Business Startup

Archers can provide comprehensive and specialist legal advice to clients wishing to start up in business.

We provide the following services to our clients:

  • Advice on the various ways that businesses can be formed and operate;
  • Advice regarding the types of company formations to use (i.e. a limited liability company, sole trader, public limited company, management company etc) and we can help you to consider all the advantages/disadvantages of each to enable you to reach an informed decision;
  • Drafting company documents i.e. the Memorandum and Articles of Association

We can also provide start up businesses with advice and support in relation to fundraising, customer contracts, intellectual property, real estate, employment and other issues arising out of the day to day running of the business. In addition we can draft and provide advice on straightforward shareholder agreements, joint venture and partnership agreements.

What legal form should the business take?

This is one of the first things to decide when setting up a new business. There are essentially four basic forms that a business can operate through. These are sole trader, partnership, limited liability partnership and limited company.
Each structure has it’s own implications in relationship to the ownership of assets, liability and taxation. It is important that these issues are considered in order to decide which structure is most suitable for your business.
Set out below is a brief description of each type of business structure;

Sole trader

This is the most basic form of business structure. An individual simply commences carrying on a business in his or her own name. There are no legal formalities to be complied with and, therefore it can be a cost-effective format. All income generated by the business is taxed as the individual’s income and the individual will also bear personal liability for the business’s debts and contracts.

Partnership

Where two or more people are involved in setting up a business a partnership is automatically formed. If this is to be the case then It is advisable that a formal partnership agreement is drafted to regulate the relationship between the partners (e.g. how much money each partner puts in and how much each can take out, which partners will be responsible for doing what and what happens if the partners fall out.) The partnership will be taxed on the basis of each partner receiving a slice of the profits (as determined by the partnership agreement) and paying personal income tax on that sum. Each partner will be responsible for the actions of every other partner and will be personally liable for all debts incurred by the business and any other obligations entered into by it.

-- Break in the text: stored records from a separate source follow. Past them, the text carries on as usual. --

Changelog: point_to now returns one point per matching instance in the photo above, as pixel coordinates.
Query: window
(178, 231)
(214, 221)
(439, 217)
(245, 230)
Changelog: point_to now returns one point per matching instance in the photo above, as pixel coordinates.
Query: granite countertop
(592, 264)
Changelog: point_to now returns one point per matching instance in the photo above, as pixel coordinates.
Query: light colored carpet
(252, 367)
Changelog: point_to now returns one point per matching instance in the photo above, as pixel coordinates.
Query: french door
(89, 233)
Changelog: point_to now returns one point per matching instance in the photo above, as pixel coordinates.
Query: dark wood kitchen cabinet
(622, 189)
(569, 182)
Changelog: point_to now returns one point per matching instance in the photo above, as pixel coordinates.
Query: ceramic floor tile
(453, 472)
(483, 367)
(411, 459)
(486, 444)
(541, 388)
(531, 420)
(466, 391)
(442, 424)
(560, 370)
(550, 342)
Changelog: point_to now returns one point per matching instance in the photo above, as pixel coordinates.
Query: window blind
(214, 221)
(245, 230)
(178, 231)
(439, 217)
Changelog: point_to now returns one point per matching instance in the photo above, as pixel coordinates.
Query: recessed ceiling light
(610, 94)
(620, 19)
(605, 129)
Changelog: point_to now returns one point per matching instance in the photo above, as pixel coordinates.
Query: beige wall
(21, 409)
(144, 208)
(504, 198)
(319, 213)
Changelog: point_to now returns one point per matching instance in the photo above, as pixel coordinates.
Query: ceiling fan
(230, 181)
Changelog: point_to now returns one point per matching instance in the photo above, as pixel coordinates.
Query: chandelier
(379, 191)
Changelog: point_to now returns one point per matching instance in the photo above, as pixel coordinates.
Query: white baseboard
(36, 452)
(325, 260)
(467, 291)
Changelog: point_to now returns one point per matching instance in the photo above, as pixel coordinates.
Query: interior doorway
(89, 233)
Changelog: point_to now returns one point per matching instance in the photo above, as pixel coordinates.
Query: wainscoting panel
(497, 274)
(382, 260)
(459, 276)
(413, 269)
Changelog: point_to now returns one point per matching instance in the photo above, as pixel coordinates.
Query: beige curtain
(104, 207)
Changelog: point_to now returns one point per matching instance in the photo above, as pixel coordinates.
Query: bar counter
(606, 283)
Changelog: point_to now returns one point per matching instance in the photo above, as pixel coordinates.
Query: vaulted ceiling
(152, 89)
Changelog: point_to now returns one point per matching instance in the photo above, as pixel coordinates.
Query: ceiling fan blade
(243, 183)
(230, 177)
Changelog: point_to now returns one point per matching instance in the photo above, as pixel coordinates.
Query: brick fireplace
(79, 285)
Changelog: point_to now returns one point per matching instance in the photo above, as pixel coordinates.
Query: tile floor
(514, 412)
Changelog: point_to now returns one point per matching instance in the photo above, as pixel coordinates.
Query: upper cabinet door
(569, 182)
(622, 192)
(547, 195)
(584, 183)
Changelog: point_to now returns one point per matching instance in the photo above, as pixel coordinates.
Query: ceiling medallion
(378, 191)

Limited liability partnership

This is the same as a straightforward partnership with the exception that the partnership agreement governing it and its annual accounts must be open for inspection by the public, the same as in limited company situation. This is done by lodging the documents at Companies House. The partnership can limit the liability of each individual partner to a set amount.

Limited company

A limited company has its own separate legal identity and is owned by the shareholders. The running of the business by the company is governed by the Board of Directors and all income generated by the company is subject to corporation tax rather than income tax. It is the company itself that is responsible for any liabilities.